Previous Spill Experience
Following the NAGASAKI SPIRIT (1992) incident in the Malacca Strait, oil industry equipment at Port Klang and Port Dickson was airlifted to Langkawi Island. However, only small quantities of oil went ashore. This was cleaned manually. In 1997 heavy fuel oil which spilt from the tanker EVOIKOS off the coast of Singapore came ashore along a 40km length of the Malaysian coastline. A successful strategy of monitoring drifting oil and protecting key resources was adopted by the Malaysian authorities. In 2007 container vessel SA HELDERBERG lost ~350 tonnes of marine diesel oil, IFO 380 and oily sludge following a collision with a tanker in the southern portion of the Malacca Strait. The spilled oil was treated with dispersants in an operation led by the Marine Department. Shoreline surveys found no evidence of oiling on the Malaysian shoreline or on fisheries and mariculture facilities. In 2017, a collision involving APL DENVER and another containership near Pasir Gudang in the Straits of Johor resulted in a spill of 300 tonnes of HFO which caused oiling of shorelines and fish farm facilities in both Malaysia and Singapore. Later that year bulk carrier SINICA GRAECA spilled up to 270 tonnes of IFO 380 following a collision in the South China Sea approximately 15–20 NM east of Bandar Penawar, Johor State. This led to some shoreline oiling which was largely cleaned manually.

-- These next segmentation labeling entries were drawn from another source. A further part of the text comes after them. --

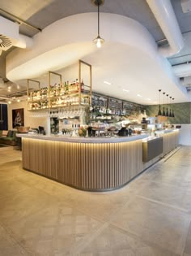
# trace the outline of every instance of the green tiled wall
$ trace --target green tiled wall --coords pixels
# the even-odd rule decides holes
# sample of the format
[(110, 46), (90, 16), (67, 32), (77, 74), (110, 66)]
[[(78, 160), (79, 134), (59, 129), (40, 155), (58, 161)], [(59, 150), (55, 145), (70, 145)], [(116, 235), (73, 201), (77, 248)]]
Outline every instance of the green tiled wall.
[[(175, 117), (168, 118), (168, 122), (172, 124), (191, 124), (191, 103), (173, 104)], [(163, 111), (163, 105), (161, 106)], [(148, 116), (155, 116), (159, 111), (159, 105), (146, 106), (146, 113)], [(166, 106), (165, 106), (166, 111)], [(168, 106), (169, 111), (169, 106)]]

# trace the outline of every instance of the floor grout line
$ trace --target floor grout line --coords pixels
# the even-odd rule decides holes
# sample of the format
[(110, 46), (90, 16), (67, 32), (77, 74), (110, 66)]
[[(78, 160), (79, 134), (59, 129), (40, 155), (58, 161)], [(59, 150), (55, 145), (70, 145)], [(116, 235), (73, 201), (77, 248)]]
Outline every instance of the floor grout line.
[(184, 209), (184, 208), (173, 206), (169, 205), (168, 203), (165, 203), (165, 202), (160, 202), (160, 201), (158, 201), (158, 200), (151, 199), (151, 198), (149, 198), (149, 197), (146, 197), (140, 196), (140, 195), (138, 195), (138, 194), (137, 194), (137, 197), (139, 197), (139, 198), (149, 201), (149, 202), (155, 202), (155, 203), (157, 203), (157, 204), (167, 206), (168, 208), (172, 208), (172, 209), (175, 209), (175, 210), (180, 210), (180, 211), (184, 212), (185, 214), (187, 214), (187, 215), (189, 214), (189, 211), (185, 210), (185, 209)]

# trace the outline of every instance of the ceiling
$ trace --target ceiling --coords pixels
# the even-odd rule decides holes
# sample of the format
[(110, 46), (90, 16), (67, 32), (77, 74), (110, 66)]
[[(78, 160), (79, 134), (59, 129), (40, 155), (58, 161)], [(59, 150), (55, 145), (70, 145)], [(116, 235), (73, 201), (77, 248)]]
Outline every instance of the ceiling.
[[(171, 2), (182, 34), (184, 37), (189, 37), (191, 31), (191, 12), (183, 13), (180, 0), (172, 0)], [(27, 2), (26, 0), (1, 0), (0, 2), (0, 15), (11, 20), (23, 20), (24, 23), (20, 23), (19, 33), (28, 37), (34, 37), (40, 33), (37, 28), (43, 31), (49, 25), (60, 19), (77, 14), (96, 11), (97, 9), (91, 4), (91, 0), (28, 0)], [(134, 19), (149, 31), (158, 45), (167, 44), (165, 36), (146, 1), (105, 0), (104, 4), (100, 7), (100, 11), (108, 14), (117, 14)], [(7, 12), (19, 19), (8, 15)], [(28, 26), (25, 23), (35, 28)], [(60, 33), (64, 33), (64, 31)], [(74, 31), (74, 33), (75, 33)], [(191, 44), (185, 44), (185, 48), (179, 54), (169, 57), (168, 59), (169, 63), (172, 65), (177, 65), (191, 61), (190, 46)], [(80, 44), (79, 46), (76, 45), (75, 49), (78, 49), (78, 47), (82, 49), (83, 46)], [(153, 63), (151, 59), (146, 59), (146, 56), (144, 58), (144, 54), (142, 54), (142, 53), (136, 52), (133, 49), (127, 49), (125, 46), (107, 43), (107, 41), (105, 46), (100, 52), (96, 49), (90, 50), (91, 47), (90, 46), (87, 47), (88, 54), (84, 53), (84, 59), (89, 61), (95, 69), (93, 73), (95, 76), (96, 76), (96, 80), (93, 80), (93, 89), (95, 91), (142, 104), (155, 104), (158, 102), (157, 91), (160, 89), (159, 86), (161, 86), (163, 89), (168, 86), (166, 90), (168, 90), (168, 93), (172, 97), (175, 97), (173, 93), (179, 94), (178, 89), (173, 87), (173, 85), (165, 78), (161, 80), (165, 85), (152, 86), (155, 78), (159, 80), (163, 76), (161, 72), (156, 72), (155, 69), (154, 77), (151, 77), (152, 74), (151, 67), (152, 67)], [(3, 52), (0, 56), (0, 64), (2, 67), (2, 72), (0, 71), (0, 77), (2, 77), (4, 80), (6, 80), (5, 56), (15, 50), (15, 47), (12, 47), (8, 51)], [(74, 50), (74, 48), (71, 50)], [(83, 53), (83, 50), (82, 53)], [(124, 59), (125, 56), (125, 59)], [(83, 58), (83, 55), (78, 55), (76, 56), (76, 61), (79, 57), (81, 59)], [(136, 72), (135, 68), (129, 68), (128, 70), (125, 68), (124, 67), (125, 67), (125, 65), (128, 60), (131, 61), (132, 66), (135, 66), (137, 63), (138, 71), (138, 68), (136, 68)], [(59, 69), (58, 67), (57, 67), (57, 69)], [(51, 69), (51, 67), (49, 67), (49, 69)], [(4, 70), (4, 73), (2, 70)], [(101, 72), (103, 70), (104, 72)], [(33, 78), (36, 78), (39, 76), (39, 74), (36, 73), (36, 76), (35, 74), (32, 76)], [(103, 84), (104, 80), (106, 79), (112, 84), (109, 88), (108, 85)], [(24, 90), (24, 89), (25, 87), (22, 85), (20, 88), (16, 85), (11, 85), (11, 90), (9, 92), (6, 88), (0, 89), (0, 95), (6, 96), (15, 93), (19, 90)], [(122, 92), (123, 89), (129, 90), (130, 93), (125, 93), (124, 91)], [(142, 98), (138, 98), (137, 94), (142, 94)], [(178, 100), (178, 102), (185, 101), (188, 101), (188, 99), (184, 97), (180, 98)]]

Hazardous & Noxious Substances (HNS)
The Marine Department and the Department of the Environment are likely to be key players in an HNS response and are developing the country’s capability in this area. Cooperative arrangements exist with Singapore whereby both countries would provide assistance in the event of an oil or chemical spil. Since 2014, the Marine Department has carried out joint chemical spill exercises with the Maritime and Port Authority of Singapore to test the Joint Emergency Response Plan for chemical spill incidents in the East Johor Strait.
Prevention & Safety
|OPRC '90||OPRC HNS|
* not yet in force
Regional and bilateral agreements
Standard Operating Procedure (SOP) for Joint Oil Spill Combat in the Straits of Malacca with Indonesia and Singapore. The SOP covers topics such as the response areas and division of responsibility among the littoral states, contact points, communication, information sharing procedures, inter-states assistance and reimbursement procedures. The objectives are to facilitate early information sharing and prompt and coordinated response to any oil spill incident.
Standard Operating Procedure for Joint Oil Spill Combat in the South China Sea including Brunei Bay, 1994 (status to be confirmed)
Sulawesi Sea Oil Spill Network Response Plan, 1981 – sub-regional plan for the Straits of Lombok, Makassar and Sulawesi Sea – Indonesia, Malaysia and Philippines
ASEAN – Oil Spill Response Action Plan, with other ASEAN countries and in partnership with IMO.